Fino a pochi anni fa i tabaccai vendevano ancora (e forse le vendono anche oggi) cartoline raffiguranti le tre specialità di Modena - la Ghirlandina, lo zampone e il lambrusco - e il tutto era accompagnato da un'ingenua poesiola di gusto popolare, di quel gusto che imperava ai tempi dei tirabaffi e dell' acqua di Chinina Migone. Il bravo Alceo non ha fatto che dare una veste moderna alle sintesi che piacevano agli inizi di questo secolo, quando le donne si gloriavano di una capigliatura lunga fino ai ginocchi. Gli zamponi e i cotechini, sinonimo di fumanti mense natalizie, si sono accostati ai genietti alati di Wiligelmo, alle storie della Genesi, alle fantasiose e vigorose decorazioni del protiro della porta maggiore del Duomo. I piatti più raffinati e succulenti dell'arte gastronomica modenese si sono sostituiti ai cocchi a quattro o a sei che in una giornata della tarda primavera uscivano dal Palazzo Estense per raggiungere la sede estiva di Sassuolo, ai piedi del dolce Appennino.

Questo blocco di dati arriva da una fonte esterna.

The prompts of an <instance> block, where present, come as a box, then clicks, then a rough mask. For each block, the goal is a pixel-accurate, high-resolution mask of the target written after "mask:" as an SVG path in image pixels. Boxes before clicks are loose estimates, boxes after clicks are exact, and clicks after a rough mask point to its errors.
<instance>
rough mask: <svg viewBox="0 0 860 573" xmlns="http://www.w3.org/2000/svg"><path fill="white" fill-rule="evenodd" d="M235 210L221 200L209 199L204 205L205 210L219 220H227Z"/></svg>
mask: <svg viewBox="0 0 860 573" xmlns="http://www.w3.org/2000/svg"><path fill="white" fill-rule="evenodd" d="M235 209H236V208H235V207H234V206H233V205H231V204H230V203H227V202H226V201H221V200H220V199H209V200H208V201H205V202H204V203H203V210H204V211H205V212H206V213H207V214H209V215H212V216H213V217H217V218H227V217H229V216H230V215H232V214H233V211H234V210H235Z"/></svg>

Dalla collina, quando cominciava a morire l'estate, giungevano in abbondanza - se il tempo era favorevole, cioè caldo e umido - quegli ovoli e quei porcini (ora cari come l'oro) che suggerirono alle nostre nonne quell'inarrivabile piatto che sono i funghi trifolati. Ma i poveri, purtroppo, mangiavano polenta e, per nobilitarla, per dare ed essa una parvenza dì pietanza, inventarono i calzagatti, che è polenta condita coi fagioli.
Vorrei anche ricordare, fra i grandi piatti della cucina geminiana, i capponi ripieni, i polli e i galletti arrosto, (purché provenienti da quella libera avifauna che dà uno speciale sapore alle carni), magari con un contorno di palatine novelle e di insalata condita col vero aceto balsamico. Anche i dolci al cucchiaio figurano nell'araldica della cucina di Modena. Leccornie, s'intende, che esigono un lambrusco genuino, frizzante, allegro come un fuoco d'artifizio, come la vampata del camino che c'invita a stendere e ad aprire le mani.